Forty years before ​I Am A Strange Loop ​was published, philosopher Alan Watts wrote:
“Our normal sensation of self is a hoax, or, at best, a temporary role that we are playing,
or have been conned into playing.” And he wasn’t the first to suggest so. Descartes,
Hume, Nietzsche, Locke, all the way back to Socrates and Buddha, have struggled to
understand the enigma of the self. It’s not the kind of struggle that has an end, either.
Even if we were able to isolate consciousness, or we did actually discover something like
soul dust, the whole world wouldn’t suddenly come to agreement. The debate would
rage on. Because as Hofstadter has shown, even in the face of facts, we’re governed by
our feelings. As long as it ​feels ​like the “I” is in charge, we’ll believe it is. ​Whatever feels
real, is real​.

Maybe, after all this, you’re still feeling skeptical. That’s completely understandable.

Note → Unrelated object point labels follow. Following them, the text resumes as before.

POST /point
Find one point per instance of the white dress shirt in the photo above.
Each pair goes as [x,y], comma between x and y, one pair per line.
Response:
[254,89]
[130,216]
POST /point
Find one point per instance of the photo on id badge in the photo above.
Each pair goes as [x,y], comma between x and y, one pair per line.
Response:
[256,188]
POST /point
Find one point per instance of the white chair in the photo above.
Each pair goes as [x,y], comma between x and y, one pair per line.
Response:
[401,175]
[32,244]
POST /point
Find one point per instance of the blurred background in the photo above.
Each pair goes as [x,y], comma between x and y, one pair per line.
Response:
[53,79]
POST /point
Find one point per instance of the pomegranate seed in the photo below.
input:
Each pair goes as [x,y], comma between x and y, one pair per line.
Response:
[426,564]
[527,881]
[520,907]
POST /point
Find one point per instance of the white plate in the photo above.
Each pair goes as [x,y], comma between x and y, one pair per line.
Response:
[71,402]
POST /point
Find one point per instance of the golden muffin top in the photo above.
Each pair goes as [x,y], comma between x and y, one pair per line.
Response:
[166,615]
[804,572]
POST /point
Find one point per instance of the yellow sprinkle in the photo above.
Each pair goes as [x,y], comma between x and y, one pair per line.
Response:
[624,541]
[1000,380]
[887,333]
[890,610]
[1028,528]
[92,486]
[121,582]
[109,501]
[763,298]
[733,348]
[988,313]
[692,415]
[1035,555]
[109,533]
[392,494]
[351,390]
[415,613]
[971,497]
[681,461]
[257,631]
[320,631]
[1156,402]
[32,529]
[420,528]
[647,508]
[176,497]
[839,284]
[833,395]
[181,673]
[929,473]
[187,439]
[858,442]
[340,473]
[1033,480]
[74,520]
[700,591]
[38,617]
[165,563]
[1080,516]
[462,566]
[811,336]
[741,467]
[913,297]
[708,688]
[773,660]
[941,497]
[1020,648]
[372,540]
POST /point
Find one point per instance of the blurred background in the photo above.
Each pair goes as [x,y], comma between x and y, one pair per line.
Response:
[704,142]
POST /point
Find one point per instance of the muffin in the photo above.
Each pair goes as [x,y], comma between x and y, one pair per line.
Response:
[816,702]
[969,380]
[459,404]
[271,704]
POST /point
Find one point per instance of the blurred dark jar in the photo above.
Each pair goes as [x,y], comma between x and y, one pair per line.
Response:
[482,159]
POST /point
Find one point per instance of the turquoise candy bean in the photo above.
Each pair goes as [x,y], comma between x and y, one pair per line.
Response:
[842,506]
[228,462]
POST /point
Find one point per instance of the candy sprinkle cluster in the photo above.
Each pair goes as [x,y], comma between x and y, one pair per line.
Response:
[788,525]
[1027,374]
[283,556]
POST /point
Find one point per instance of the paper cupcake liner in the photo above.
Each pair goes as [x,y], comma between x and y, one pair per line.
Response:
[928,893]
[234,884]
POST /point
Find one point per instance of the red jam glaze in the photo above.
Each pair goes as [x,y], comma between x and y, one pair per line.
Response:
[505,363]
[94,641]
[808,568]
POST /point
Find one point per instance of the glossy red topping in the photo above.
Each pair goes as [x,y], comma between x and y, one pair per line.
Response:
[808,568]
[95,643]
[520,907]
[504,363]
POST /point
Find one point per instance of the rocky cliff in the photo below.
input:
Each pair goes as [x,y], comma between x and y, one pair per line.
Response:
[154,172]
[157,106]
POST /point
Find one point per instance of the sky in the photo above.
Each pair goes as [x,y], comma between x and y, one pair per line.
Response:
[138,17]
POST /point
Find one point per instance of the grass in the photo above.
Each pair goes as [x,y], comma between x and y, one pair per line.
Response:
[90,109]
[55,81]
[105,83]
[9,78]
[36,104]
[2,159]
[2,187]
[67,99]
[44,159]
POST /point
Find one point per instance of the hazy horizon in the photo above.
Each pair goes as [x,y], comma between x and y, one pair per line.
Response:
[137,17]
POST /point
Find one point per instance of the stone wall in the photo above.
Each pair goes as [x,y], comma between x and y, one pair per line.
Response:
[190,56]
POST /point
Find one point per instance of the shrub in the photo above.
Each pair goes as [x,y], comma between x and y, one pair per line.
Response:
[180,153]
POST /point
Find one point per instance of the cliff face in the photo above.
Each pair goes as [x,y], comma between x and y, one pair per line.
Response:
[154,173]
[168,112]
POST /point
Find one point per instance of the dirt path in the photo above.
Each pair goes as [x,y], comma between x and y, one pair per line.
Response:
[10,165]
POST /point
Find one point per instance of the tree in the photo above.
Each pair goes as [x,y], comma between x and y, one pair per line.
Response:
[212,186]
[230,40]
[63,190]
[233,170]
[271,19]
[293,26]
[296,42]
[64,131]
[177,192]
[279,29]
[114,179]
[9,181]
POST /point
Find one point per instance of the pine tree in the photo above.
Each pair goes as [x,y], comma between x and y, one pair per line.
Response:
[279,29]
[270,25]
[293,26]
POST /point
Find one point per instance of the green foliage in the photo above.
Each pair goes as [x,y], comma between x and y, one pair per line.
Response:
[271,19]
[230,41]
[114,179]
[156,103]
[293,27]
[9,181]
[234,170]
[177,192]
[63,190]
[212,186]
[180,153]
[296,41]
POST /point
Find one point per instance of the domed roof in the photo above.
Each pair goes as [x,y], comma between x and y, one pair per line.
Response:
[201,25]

Maybe you feel an existential crisis coming on. (show: Who Am I?) Personally,
Hofstadter’s book left me feeling alive. I always thought I was complicated; I just didn’t
realize I was a living/breathing paradox. I’m more invigorated than frustrated, knowing
that there’s more to who I am than I initially thought. While ​I Am A Strange Loop​ ​robs
us of our conviction that things are as they seem, it gives us a subtler vision of what it
means to be human. Or Hofstadter sums it up: “Poised midway between the
unvisualizable cosmic vastness of curved spacetime and the dubious, shadowy
flickerings of charged quanta, we human beings, more like rainbows and mirages than
like raindrops or boulders, are unpredictable self-writing poems — vague, metaphorical,
ambiguous, and sometimes exceedingly beautiful” (363).

Sure, the whole idea is strange but…so are we.